The last couple of days I had the opportunity to attend a workshop to gauge the interest, questions, concerns and ideas about building a small UAS facility here at Duke. There were representatives from government agencies both federal and state, academia, and commerce. The use of unmanned aerial systems (UAS) has exploded over the last year, and sighting one around your local town has almost become a commonplace. With the increase of available and affordable technology, the regulations on safe, efficient and ethical use have lagged behind. By creating this facility here on Duke Universities Marine Lab’s campus, it will provide the opportunity to be the leader in using UAS for research in the marine sector. The goals for a facility of this kind would be to provide the proper education on platforms, data analysis, and regulations, to support UAS-based marine research, and to engage the local community to promote awareness and understanding of this technology.
At the workshop, a variety of applications were shown for using UAS for marine research. A representative from NOAA, presented the ways that they utilize UAS. NOAA uses UAS to track weather such as hurricanes off the coast, to quickly and efficiently do marine surveys of anything from marine mammals to coastal areas, and to take surveys of the Polar Regions to track the changes occurring.
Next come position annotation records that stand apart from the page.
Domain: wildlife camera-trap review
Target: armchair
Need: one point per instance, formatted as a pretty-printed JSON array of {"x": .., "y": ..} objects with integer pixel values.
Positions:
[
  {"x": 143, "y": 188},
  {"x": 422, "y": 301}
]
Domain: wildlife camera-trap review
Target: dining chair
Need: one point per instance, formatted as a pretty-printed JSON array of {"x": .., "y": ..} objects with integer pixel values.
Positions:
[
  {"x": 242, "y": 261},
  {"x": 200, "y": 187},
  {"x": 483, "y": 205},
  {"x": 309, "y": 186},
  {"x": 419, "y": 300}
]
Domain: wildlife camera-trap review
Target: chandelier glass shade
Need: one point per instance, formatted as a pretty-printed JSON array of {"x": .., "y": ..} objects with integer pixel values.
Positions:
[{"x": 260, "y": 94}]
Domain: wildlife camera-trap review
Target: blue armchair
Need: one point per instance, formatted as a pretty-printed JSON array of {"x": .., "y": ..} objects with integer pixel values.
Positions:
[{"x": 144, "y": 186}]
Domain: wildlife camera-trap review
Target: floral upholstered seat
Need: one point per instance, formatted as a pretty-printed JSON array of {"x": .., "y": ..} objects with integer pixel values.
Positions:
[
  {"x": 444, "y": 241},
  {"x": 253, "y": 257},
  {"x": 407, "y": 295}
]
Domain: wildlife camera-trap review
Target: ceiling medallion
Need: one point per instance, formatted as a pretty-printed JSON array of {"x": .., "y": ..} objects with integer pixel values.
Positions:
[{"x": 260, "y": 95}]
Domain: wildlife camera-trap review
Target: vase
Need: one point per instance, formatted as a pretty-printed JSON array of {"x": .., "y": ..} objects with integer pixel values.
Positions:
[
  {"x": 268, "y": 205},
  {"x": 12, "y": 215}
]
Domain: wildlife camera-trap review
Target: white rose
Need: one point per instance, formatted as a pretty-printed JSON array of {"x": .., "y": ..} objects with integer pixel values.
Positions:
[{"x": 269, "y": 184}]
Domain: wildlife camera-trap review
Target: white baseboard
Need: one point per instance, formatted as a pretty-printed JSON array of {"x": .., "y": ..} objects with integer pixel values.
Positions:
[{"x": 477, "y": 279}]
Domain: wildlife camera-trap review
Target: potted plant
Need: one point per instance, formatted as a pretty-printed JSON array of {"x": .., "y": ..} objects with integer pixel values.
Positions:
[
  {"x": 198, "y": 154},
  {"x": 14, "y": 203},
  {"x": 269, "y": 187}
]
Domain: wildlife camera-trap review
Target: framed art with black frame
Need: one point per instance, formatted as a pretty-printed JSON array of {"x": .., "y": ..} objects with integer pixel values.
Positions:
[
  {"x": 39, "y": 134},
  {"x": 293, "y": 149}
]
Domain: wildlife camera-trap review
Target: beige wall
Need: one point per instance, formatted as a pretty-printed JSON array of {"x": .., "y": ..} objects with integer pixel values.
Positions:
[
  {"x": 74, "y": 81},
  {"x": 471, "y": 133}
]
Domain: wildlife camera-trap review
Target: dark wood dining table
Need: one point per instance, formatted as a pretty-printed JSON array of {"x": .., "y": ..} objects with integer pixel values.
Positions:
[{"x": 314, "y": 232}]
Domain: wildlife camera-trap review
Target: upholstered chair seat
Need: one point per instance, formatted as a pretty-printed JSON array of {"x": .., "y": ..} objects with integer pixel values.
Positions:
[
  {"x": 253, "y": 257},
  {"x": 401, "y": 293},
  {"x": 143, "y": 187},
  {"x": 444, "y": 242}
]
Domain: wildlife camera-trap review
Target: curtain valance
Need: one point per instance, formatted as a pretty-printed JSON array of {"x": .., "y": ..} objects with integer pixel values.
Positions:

Other representatives from academia provided the workshop with a plethora of applications for using UAS in the marine sector. Dr. Michael Moore, a senior research specialist from Woods Hole Oceanographic Institute, demonstrated how his research on the health of blue whales off the Chilean coast benefited from the use UAS to capture up close photographs of the whales. By doing so, they were able to look at the body condition of the whales, and easily tell if they are underweight or pregnant. Another application that was showed at the workshop was using UAS to map the density of sea grass beds. Here at the marine lab, a number of current research projects also utilize a UAS; specifically research on marine macro plastic and population surveys of grey seals in Nova Scotia.
The response from the workshop was overall very positive and showed that there was support to build a small UAS facility here at the marine lab. The next steps entail meeting with specific partners to develop agreements about airspace, permitting and educational programs, discussing subsequent coordination such as yearly meetings and targeted workshops, and finally a way to network information with partners to share and inform them of new methods, platforms and research. This is an exciting and great opportunity for the Duke University Marine Lab to become the hub for UAS education, research and engaging in community outreach.